- Scientists' Cliffs Scientists' Cliffs
- Coordinates: 38°31′03″N 76°30′48″W﻿ / ﻿38.51750°N 76.51333°W
- Country: United States
- State: Maryland
- County: Calvert
- Elevation: 105 ft (32 m)
- Time zone: UTC-5 (Eastern (EST))
- • Summer (DST): UTC-4 (EDT)
- ZIP code: 20676
- Area codes: 410, 443, and 667
- GNIS feature ID: 591239

= Scientists Cliffs, Maryland =

Unincorporated community in Maryland, United States

Scientists' Cliffs is an unincorporated community in Calvert County, Maryland, United States. Other names used for the community include Annes Aggravation, Flippos Folly, Pathologists Quagmire.
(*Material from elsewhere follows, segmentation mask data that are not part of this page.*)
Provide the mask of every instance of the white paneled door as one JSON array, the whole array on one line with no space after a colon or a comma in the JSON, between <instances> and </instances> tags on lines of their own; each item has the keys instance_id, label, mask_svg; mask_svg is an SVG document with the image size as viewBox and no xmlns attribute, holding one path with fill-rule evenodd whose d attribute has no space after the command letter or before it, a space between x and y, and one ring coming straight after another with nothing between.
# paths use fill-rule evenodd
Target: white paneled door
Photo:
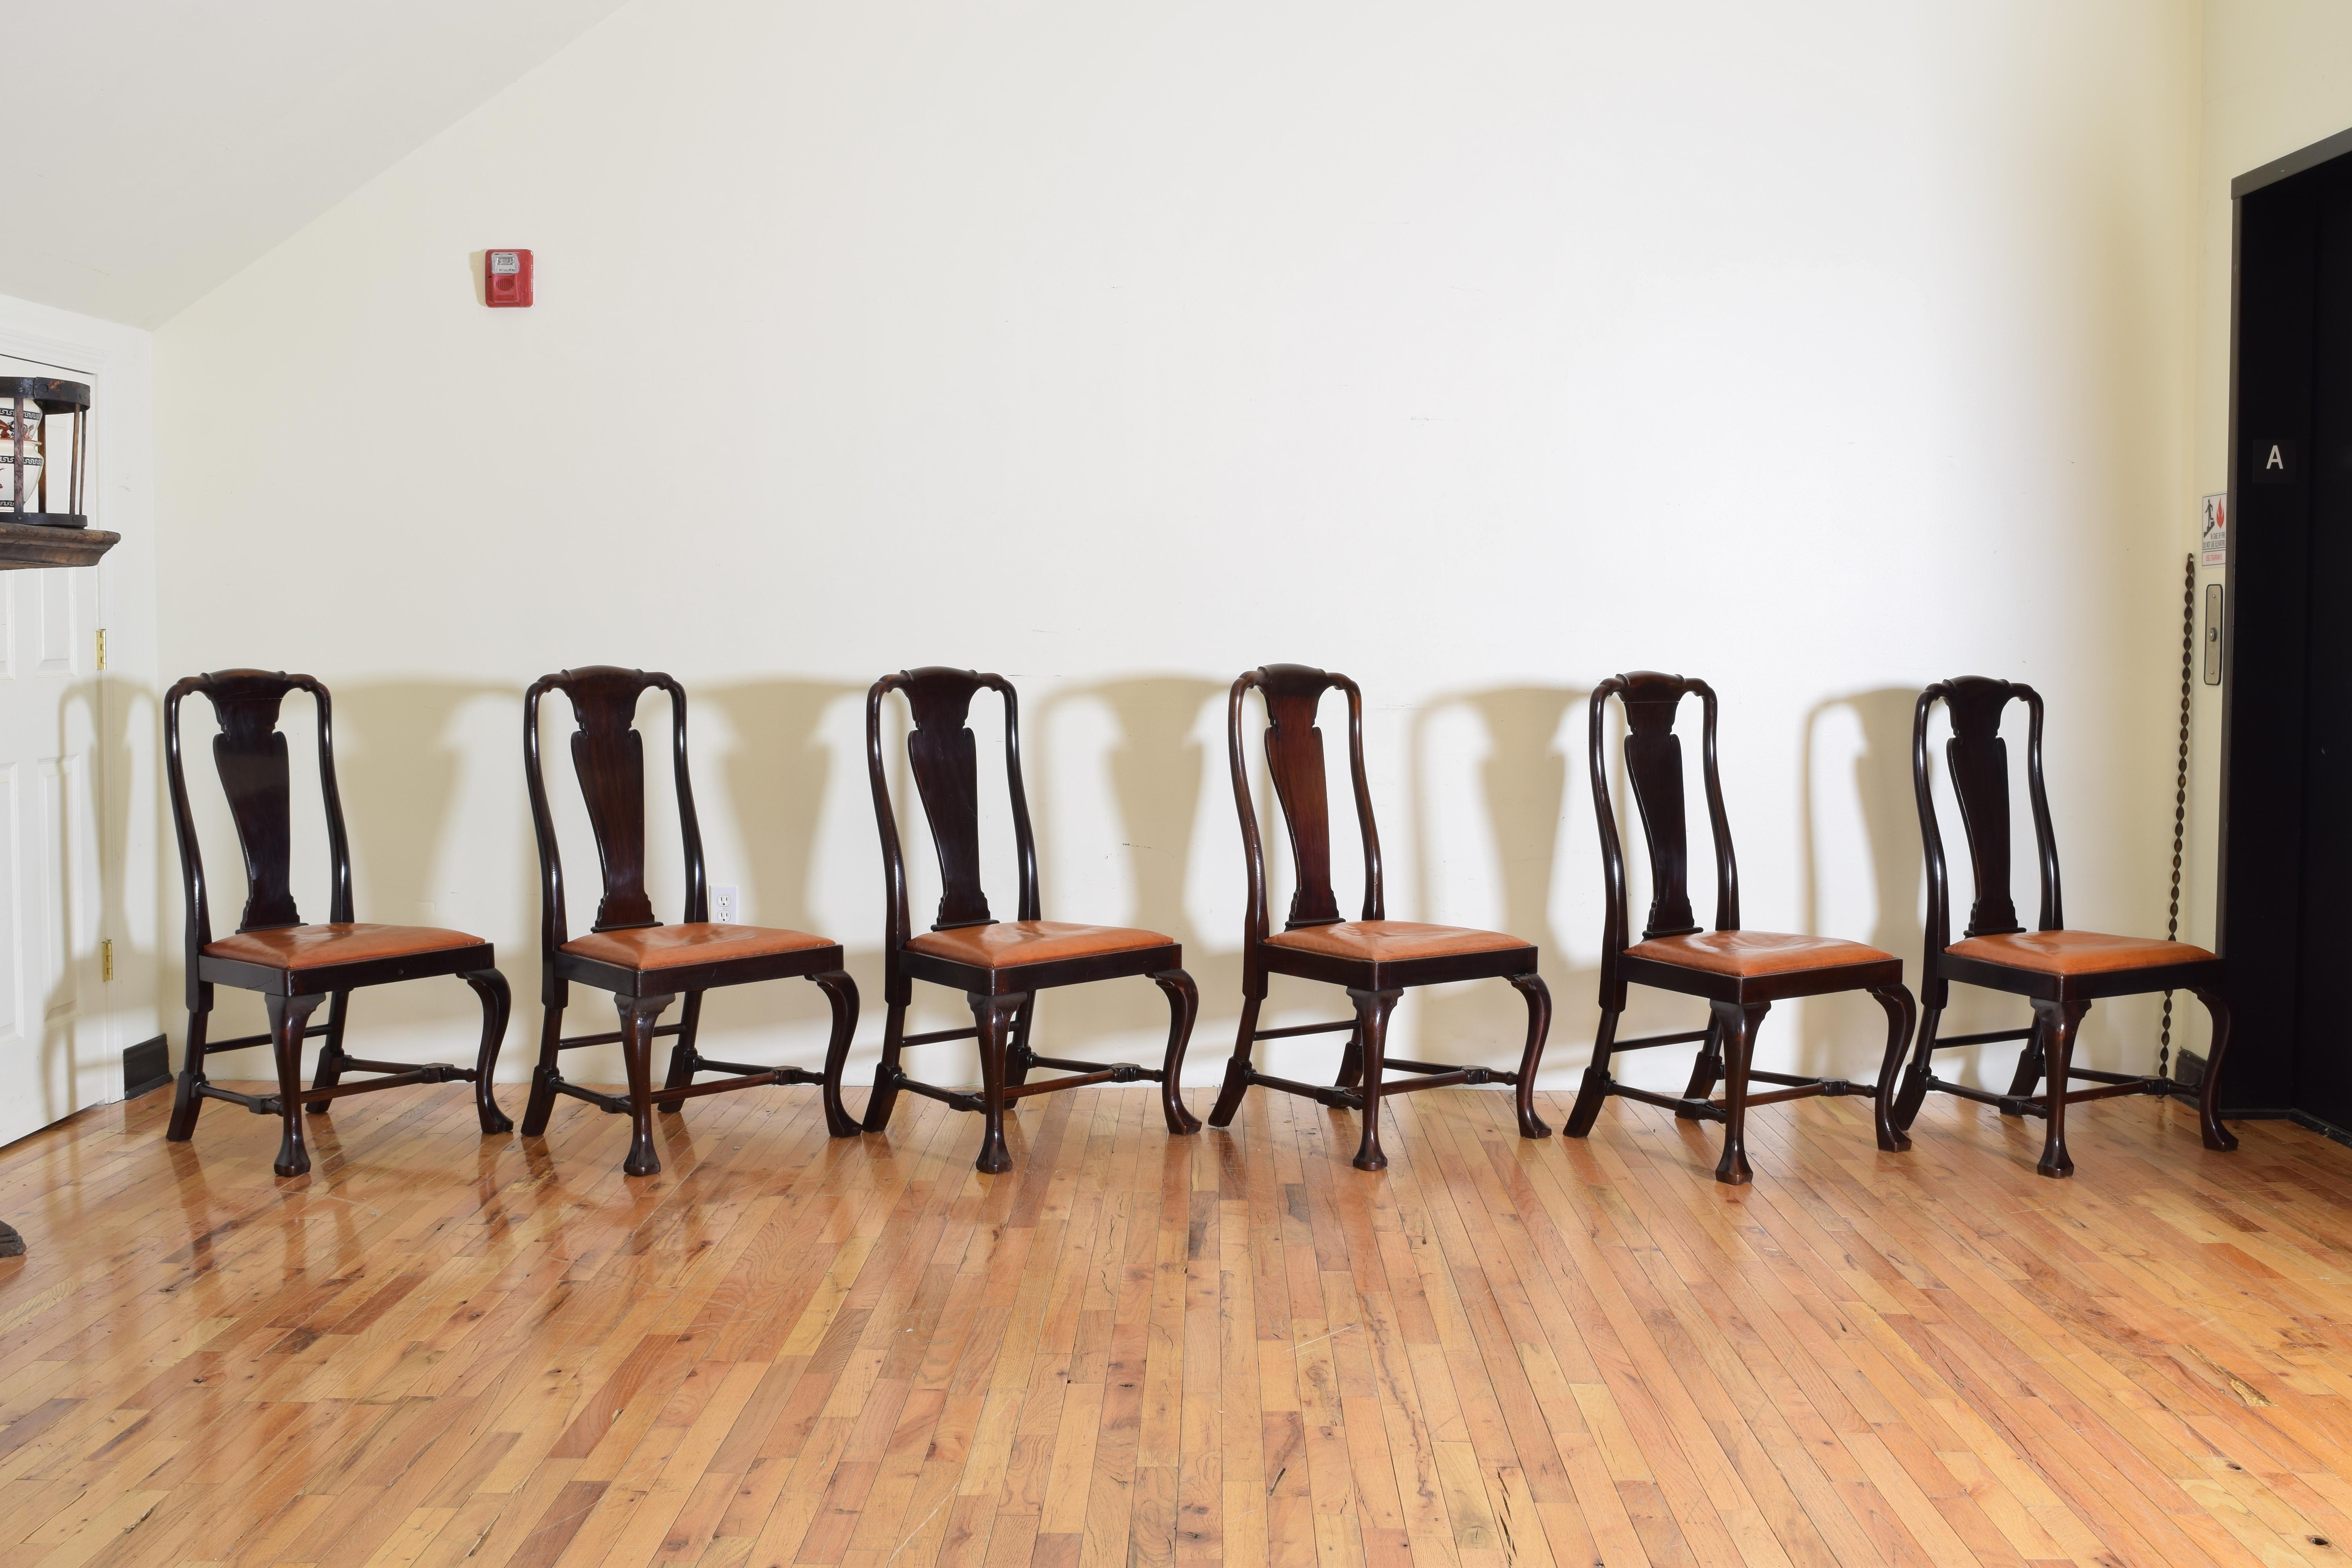
<instances>
[{"instance_id":1,"label":"white paneled door","mask_svg":"<svg viewBox=\"0 0 2352 1568\"><path fill-rule=\"evenodd\" d=\"M0 375L93 380L5 355ZM83 504L102 528L97 437ZM98 635L98 568L0 572L0 1143L121 1092L99 994Z\"/></svg>"}]
</instances>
The private community was first established in 1935 as a summer colony for scientists by Flippo and Annie Gravatt. The founders of Scientists' Cliffs chose this land because the population of American Chestnut trees showed a particular resistance to the blight. Original cabins in the area were built from felled American Chestnut trees that died from the blight. Although established as a seasonal community, the first year-round resident moved to the community in 1943.

In 1986, when residents of Scientists' Cliffs heard that forests and abandoned farms surrounding their homes were up for sale, possibly to developers, they chipped in and bought the land. A tract of 436 wooded acres near the Chesapeake Bay became the "American Chestnut Land Trust." In the years since its founding, ACLT has expanded its land preservation by partnering with the Nature Conservancy and the Maryland Department of Natural Resources. By 2019, over 4,000 acres surrounding Scientists' Cliffs have been preserved.

The community is accessed by Scientists Cliffs Road and divided into five sub-sections, called "Gates," though it is not a "gated" community. Gates are named Gate A, Gate B, Gate C, Gate D, and Gate E, respectively. The streets in each gate all begin with the corresponding letter of the gate, and are botanically named. For example, Gate A features streets named Aster, Aspen, Azalea, etc., Gate B features streets named Birch, Beech and Bluebell, and so forth.

All five gates have direct access to the Chesapeake Bay via a series of paths and wooden boardwalks. Additionally, Gate A features a community center, a residential swimming pool, tennis courts, horseshoe pit, a baseball field, a recycling center, and a private beach referred to as "South Beach".

Another feature of Scientists' Cliffs is that a restrictive covenant requires all houses within the community to have a wooden exterior, giving the homes a distinctively rustic look. Recently, however, environmentally neutral cement-based siding such as "Hardie board" has been allowed.

The tall cliffs along the edge of the bay contain one of the world's richest fossil deposits from the Miocene period. The cliffs are part of the Calvert Formation. Carcharodon megalodon teeth are found in this area.